光流：使用RAFT模型预测运动¶

注意

尝试在Colab上运行或转到末尾以下载完整的示例代码。

光流是预测两幅图像之间运动的任务，通常是视频中的两个连续帧。光流模型将两幅图像作为输入，并预测一个流：该流表示第一幅图像中每个像素的位移，并将其映射到第二幅图像中的相应像素。流是（2，H，W）维的张量，其中第一个轴对应于预测的水平位移和垂直位移。

以下示例说明了如何使用我们的RAFT模型实现来预测流。我们还将看到如何将预测的流转换为RGB图像以进行可视化。

import numpy as np
import torch
import matplotlib.pyplot as plt
import torchvision.transforms.functional as F


plt.rcParams["savefig.bbox"] = "tight"


def plot(imgs, **imshow_kwargs):
    if not isinstance(imgs[0], list):
        # Make a 2d grid even if there's just 1 row
        imgs = [imgs]

    num_rows = len(imgs)
    num_cols = len(imgs[0])
    _, axs = plt.subplots(nrows=num_rows, ncols=num_cols, squeeze=False)
    for row_idx, row in enumerate(imgs):
        for col_idx, img in enumerate(row):
            ax = axs[row_idx, col_idx]
            img = F.to_pil_image(img.to("cpu"))
            ax.imshow(np.asarray(img), **imshow_kwargs)
            ax.set(xticklabels=[], yticklabels=[], xticks=[], yticks=[])

    plt.tight_layout()

使用Torchvision读取视频¶

我们将首先使用read_video()读取视频。或者，可以使用新的VideoReader API（如果 torchvision是从源代码构建的）。我们将在这里使用的视频是免费使用的，来自pexels.com，版权归Pavel Danilyuk所有。

import tempfile
from pathlib import Path
from urllib.request import urlretrieve


video_url = "https://download.pytorch.org/tutorial/pexelscom_pavel_danilyuk_basketball_hd.mp4"
video_path = Path(tempfile.mkdtemp()) / "basketball.mp4"
_ = urlretrieve(video_url, video_path)

read_video() 返回视频帧、音频帧和与视频相关的元数据。在我们的情况下，我们只需要视频帧。

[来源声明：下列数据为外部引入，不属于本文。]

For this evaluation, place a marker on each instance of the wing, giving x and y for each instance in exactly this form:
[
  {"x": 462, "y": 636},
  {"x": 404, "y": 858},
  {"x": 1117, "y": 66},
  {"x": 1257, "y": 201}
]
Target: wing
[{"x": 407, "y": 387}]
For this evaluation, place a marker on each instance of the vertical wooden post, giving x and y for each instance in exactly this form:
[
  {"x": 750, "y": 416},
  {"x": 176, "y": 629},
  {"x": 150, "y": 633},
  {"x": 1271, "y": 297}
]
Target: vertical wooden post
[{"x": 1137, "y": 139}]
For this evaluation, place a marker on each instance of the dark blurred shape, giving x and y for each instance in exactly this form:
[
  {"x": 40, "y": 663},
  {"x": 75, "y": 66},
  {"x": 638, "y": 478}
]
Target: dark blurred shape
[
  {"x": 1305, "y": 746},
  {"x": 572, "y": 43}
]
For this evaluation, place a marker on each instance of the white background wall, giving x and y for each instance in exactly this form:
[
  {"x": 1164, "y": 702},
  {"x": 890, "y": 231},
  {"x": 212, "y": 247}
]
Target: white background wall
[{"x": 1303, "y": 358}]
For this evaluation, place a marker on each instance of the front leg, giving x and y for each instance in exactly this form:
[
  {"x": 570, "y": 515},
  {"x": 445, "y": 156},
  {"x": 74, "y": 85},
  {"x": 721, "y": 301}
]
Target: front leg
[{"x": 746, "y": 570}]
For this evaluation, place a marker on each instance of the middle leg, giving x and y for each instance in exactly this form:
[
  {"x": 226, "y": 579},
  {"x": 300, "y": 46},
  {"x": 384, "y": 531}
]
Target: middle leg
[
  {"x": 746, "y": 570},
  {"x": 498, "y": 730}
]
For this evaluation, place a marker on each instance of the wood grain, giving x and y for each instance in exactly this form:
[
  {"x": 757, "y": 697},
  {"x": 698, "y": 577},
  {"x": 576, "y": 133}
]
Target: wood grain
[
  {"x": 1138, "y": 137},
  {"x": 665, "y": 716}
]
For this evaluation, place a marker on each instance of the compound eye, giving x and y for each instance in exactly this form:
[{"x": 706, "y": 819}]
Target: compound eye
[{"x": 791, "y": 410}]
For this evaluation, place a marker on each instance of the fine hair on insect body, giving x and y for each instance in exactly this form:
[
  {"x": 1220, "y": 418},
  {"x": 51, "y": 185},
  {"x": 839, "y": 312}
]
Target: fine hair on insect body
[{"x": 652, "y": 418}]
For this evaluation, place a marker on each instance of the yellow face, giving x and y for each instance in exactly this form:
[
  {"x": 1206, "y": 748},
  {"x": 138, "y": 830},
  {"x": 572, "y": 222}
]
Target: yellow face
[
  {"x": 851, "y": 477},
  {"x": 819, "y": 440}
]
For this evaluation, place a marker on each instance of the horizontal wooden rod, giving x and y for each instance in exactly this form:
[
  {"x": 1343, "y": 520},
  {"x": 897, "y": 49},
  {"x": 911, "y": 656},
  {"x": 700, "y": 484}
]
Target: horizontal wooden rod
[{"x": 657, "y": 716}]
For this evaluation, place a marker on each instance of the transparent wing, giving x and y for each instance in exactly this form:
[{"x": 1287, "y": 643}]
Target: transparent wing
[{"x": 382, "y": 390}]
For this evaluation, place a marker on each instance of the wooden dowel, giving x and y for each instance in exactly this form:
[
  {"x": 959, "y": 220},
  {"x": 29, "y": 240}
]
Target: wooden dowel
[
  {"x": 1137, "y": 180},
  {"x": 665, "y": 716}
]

这里我们将在两对预选的帧之间进行2次预测，即帧（100, 101）和（150, 151）。每对帧对应一个模型输入。

from torchvision.io import read_video
frames, _, _ = read_video(str(video_path), output_format="TCHW")

img1_batch = torch.stack([frames[100], frames[150]])
img2_batch = torch.stack([frames[101], frames[151]])

plot(img1_batch)

/pytorch/vision/torchvision/io/video.py:169: UserWarning: The pts_unit 'pts' gives wrong results. Please use pts_unit 'sec'.
  warnings.warn("The pts_unit 'pts' gives wrong results. Please use pts_unit 'sec'.")

RAFT模型接受RGB图像。我们首先从read_video()获取帧，并调整它们的大小以确保它们的尺寸能被8整除。请注意，我们明确使用antialias=False，因为这些模型是这样训练的。然后，我们使用权重中捆绑的变换来预处理输入，并将其值重新缩放到所需的[-1, 1]区间。

from torchvision.models.optical_flow import Raft_Large_Weights

weights = Raft_Large_Weights.DEFAULT
transforms = weights.transforms()


def preprocess(img1_batch, img2_batch):
    img1_batch = F.resize(img1_batch, size=[520, 960], antialias=False)
    img2_batch = F.resize(img2_batch, size=[520, 960], antialias=False)
    return transforms(img1_batch, img2_batch)


img1_batch, img2_batch = preprocess(img1_batch, img2_batch)

print(f"shape = {img1_batch.shape}, dtype = {img1_batch.dtype}")

shape = torch.Size([2, 3, 520, 960]), dtype = torch.float32

使用RAFT估计光流¶

我们将使用来自raft_large()的RAFT实现，它遵循与原始论文中描述的相同架构。我们还提供了raft_small()模型构建器，它更小且运行速度更快，但牺牲了一些准确性。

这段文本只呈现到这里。